3.3 Results and Discussion
Global test performance in terms of AUC-ROC and AUC-PR obtained with each method is shown in Table
1 for in-hospital mortality prediction and Table
2 for AKI prediction. Comparison of ROC curves obtained with FL methods versus centralized and local training is visualized in Figures
1 and
2. Similarly, Figures
3 and
4 in Appendix
A show comparison of ROC curves obtained with FL methods compared to those obtained with CIIL and IIL. In both tasks, all FL methods outperform local training in either metric with the exception of FedProx in predicting AKI. In particular, for mortality prediction, all FL methods perform significantly better than local training. In comparison with IIL and CIIL, for mortality prediction, all FL methods achieve better results. For AKI prediction, the same is true for most FL methods. Only exceptions are FedProx, which obtains worse AUC-ROC and AUC-PR than both IIL and CIIL, and FedAdam, whose AUC-PR is slightly lower than that of CIIL. Overall, for both tasks, FL methods enjoy improvement over IIL and CIIL. This is unsurprising given that IIL is known to suffer from catastrophic forgetting [
23,
42,
68] while it is non-trivial to obtain optimal results with CIIL due to its instability [
68]. Results obtained by FL are also comparable to centralized learning, with the best FL method in each task achieving AUC-ROC within 0.01 of the global AUC-ROC for centralized learning in terms of point estimates. FedAvg and FedAvgM perform consistently well and are among the top three FL methods with the highest global AUC-ROCs and AUC-PRs in either task, only behind FedYogi in AKI prediction. In both cases, FedAvgM obtained slightly better results than FedAvg. However, FedProx achieved the lowest scores in both mortality and AKI prediction.

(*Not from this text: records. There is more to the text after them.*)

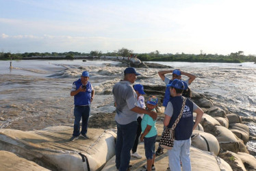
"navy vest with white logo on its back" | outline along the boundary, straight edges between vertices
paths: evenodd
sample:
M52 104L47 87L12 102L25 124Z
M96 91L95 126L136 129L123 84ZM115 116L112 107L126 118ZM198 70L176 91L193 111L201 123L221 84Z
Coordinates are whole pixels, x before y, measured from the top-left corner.
M172 103L173 114L170 118L168 128L171 128L172 124L174 124L175 120L177 120L179 113L181 112L183 100L181 96L175 96L170 98L170 103ZM183 114L175 128L175 140L190 139L190 136L192 135L193 125L193 103L192 101L190 101L190 99L187 98L185 107L183 109Z

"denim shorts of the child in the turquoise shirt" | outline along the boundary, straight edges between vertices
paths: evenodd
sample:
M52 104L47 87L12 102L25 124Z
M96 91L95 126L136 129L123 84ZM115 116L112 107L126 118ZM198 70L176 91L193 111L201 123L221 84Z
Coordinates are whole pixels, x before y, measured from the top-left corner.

Results strongly favor FL as a viable strategy for facilitating collaboration among organizations in clinical research. Even though performance does not vary much among the different FL methods in our experiments, it is observed that simple FL algorithms, namely, FedAvg and FedAvgM, perform slightly better than FedProx, FedAdam and FedAdagrad. It has been shown that FedProx works well in the presence of heavy data heterogeneity [
45]. In our dataset, all hospitals are located in the United States and therefore expected to experience consistencies in clinical practices and patient demographics. Furthermore, they all participated in the Philips eICU program, which guarantees a certain degree of data standardization. Thus, the differences in data distribution among them are not significant enough to benefit from FedProx. Plus, the total number of participants is relatively small compared to FL in an IoT setting with a large number of participating devices where FedProx usually shines [
45]. Data homogeneity might also contribute to the lack of performance gain in FedAdam and FedAdagrad compared to FedAvg. In addition, both the tasks of predicting mortality and predicting AKI, similar to most machine learning tasks on tabular EHR data, only require the use of feed forward fully connected neural networks with a small number of layers, which might not see considerable performance gain through the use of Adam and Adagrad.